Finally, in fall 2000, the Department of the Interior ruled that Kennewick Man should be given -- with no further scientific study -- to the Native American tribes for reburial.
The department said Kennewick Man was a Native American by definition and that most of the evidence showed he was culturally affiliated with the tribes in the area today.
But the scientists aren't convinced that Kennewick Man is related to the modern tribes, and their lawsuit resumes next week. They argue the government hasn't properly studied the remains. And they're concerned the law that returns early remains to Native Americans may be too broad -- it might hinder research on the first people to live in the Americas.
The scientists, who are from the Smithsonian and several universities, say Kennewick Man is especially important because he's so old and his skeleton is almost complete.
His discovery comes at a time of great uncertainty about who the first Americans were and where they came from, and the scientists don't want to lose this opportunity for what could be breakthrough findings.
The First Americans: How Did They Get Here?
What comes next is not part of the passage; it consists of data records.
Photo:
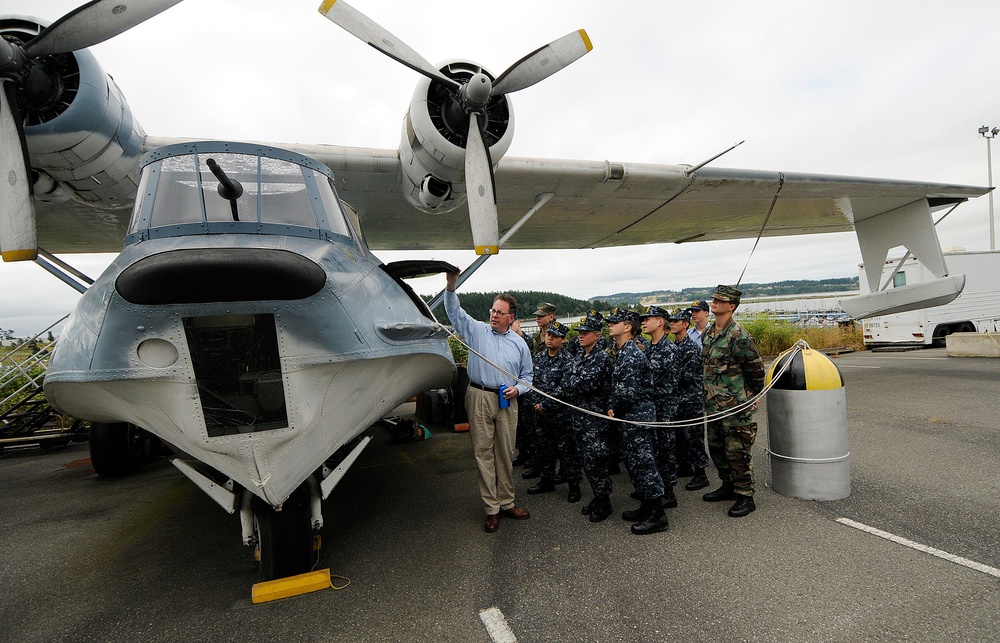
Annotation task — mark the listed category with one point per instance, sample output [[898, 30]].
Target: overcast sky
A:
[[889, 89]]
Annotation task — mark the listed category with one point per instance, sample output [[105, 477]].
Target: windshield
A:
[[270, 191]]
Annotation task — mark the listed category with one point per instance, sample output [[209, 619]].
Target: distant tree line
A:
[[478, 304], [774, 289]]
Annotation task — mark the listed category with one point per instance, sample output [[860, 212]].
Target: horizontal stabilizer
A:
[[927, 294]]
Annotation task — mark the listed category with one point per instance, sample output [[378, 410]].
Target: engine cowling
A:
[[81, 136], [435, 130]]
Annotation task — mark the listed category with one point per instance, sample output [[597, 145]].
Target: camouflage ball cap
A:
[[545, 308], [557, 329], [619, 314], [654, 311], [593, 321], [699, 304], [727, 293]]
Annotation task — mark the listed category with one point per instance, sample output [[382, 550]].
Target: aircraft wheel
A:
[[941, 336], [52, 445], [284, 538], [117, 448]]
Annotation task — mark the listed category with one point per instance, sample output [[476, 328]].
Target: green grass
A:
[[776, 335]]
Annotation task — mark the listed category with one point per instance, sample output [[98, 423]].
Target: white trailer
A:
[[977, 309]]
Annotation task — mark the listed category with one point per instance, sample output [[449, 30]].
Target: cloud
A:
[[891, 89]]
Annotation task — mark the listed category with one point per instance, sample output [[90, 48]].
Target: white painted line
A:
[[971, 564], [496, 626]]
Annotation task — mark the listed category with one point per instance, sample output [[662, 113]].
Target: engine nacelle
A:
[[81, 136], [435, 129]]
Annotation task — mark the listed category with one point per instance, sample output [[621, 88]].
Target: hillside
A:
[[774, 289]]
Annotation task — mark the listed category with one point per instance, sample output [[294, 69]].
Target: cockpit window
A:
[[211, 189]]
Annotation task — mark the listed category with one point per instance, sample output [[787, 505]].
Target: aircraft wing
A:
[[595, 204], [600, 204]]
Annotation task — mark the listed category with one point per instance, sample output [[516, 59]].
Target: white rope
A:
[[676, 424]]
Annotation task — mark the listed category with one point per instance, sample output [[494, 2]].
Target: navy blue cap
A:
[[654, 311], [557, 329], [593, 321], [680, 314]]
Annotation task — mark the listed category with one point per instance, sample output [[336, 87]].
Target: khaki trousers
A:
[[492, 430]]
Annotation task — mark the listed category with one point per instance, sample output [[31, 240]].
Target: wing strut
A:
[[63, 271], [540, 200]]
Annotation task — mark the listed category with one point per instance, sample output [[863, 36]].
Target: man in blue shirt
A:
[[492, 428]]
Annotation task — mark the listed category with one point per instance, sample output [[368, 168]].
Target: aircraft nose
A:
[[203, 275]]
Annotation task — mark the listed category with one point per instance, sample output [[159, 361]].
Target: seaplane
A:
[[246, 322]]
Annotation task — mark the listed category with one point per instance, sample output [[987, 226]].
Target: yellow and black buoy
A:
[[807, 426]]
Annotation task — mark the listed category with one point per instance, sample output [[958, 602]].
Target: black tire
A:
[[941, 336], [52, 445], [284, 538], [117, 448]]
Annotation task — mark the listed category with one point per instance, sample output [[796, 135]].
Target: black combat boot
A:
[[601, 510], [640, 514], [698, 481], [657, 520], [743, 506], [725, 492]]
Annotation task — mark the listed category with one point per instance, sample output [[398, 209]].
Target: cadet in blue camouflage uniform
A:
[[632, 399], [587, 385], [553, 434], [690, 400], [527, 432], [663, 362], [734, 373]]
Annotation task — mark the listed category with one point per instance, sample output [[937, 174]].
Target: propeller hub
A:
[[477, 89]]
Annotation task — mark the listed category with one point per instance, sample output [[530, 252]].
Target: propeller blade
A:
[[93, 23], [364, 28], [543, 62], [481, 190], [17, 210]]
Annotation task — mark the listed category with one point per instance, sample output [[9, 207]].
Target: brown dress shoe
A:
[[516, 513]]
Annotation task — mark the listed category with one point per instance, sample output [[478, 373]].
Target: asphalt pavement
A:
[[148, 557]]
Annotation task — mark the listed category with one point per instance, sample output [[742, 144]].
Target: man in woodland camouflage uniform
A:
[[632, 399], [734, 373], [690, 400]]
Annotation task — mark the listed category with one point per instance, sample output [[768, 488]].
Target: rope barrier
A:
[[676, 424]]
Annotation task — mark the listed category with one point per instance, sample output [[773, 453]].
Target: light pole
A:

Until recently, most experts thought the first Americans were big-game hunters who migrated from Siberia across a land bridge to Alaska at the end of the last Ice Age about 14,000 years ago. They traveled south and settled all over North and South America.
But anthropologists and archaeologists are now finding evidence that people lived in the Americas much earlier, maybe 20,000 or even 30,000 years ago.
There are also signs that humans lived on the Pacific Coast long ago. Could the first Americans have arrived from Asia and worked their way south by boat?
Some researchers also see a resemblance between early American and European stone tools. Did some of the first Americans come from across the Atlantic Ocean?
These are some of the questions scientists hope Kennewick Man can help answer. They say he holds clues about his physical traits, health, and lifestyle that can lead to a better understanding of the first Americans.
The American Indian tribes, however, see the scientists' claims for Kennewick Man as another in a long history of exploitation of Native American bones. The 19th century is especially notorious for Indian grave-robbing: scientists, hobbyists and museums eagerly sought and paid for artifacts and bones from Indian graves for their early-America collections. They say the Kennewick Man case could reverse the progress Native Americans have made in protecting the legal and treaty rights they have historically been denied.
What do you think? What should be done with the Kennewick Man skeleton? Can there be a compromise between the scientists' quest for information and the Native Americans' values and legal rights?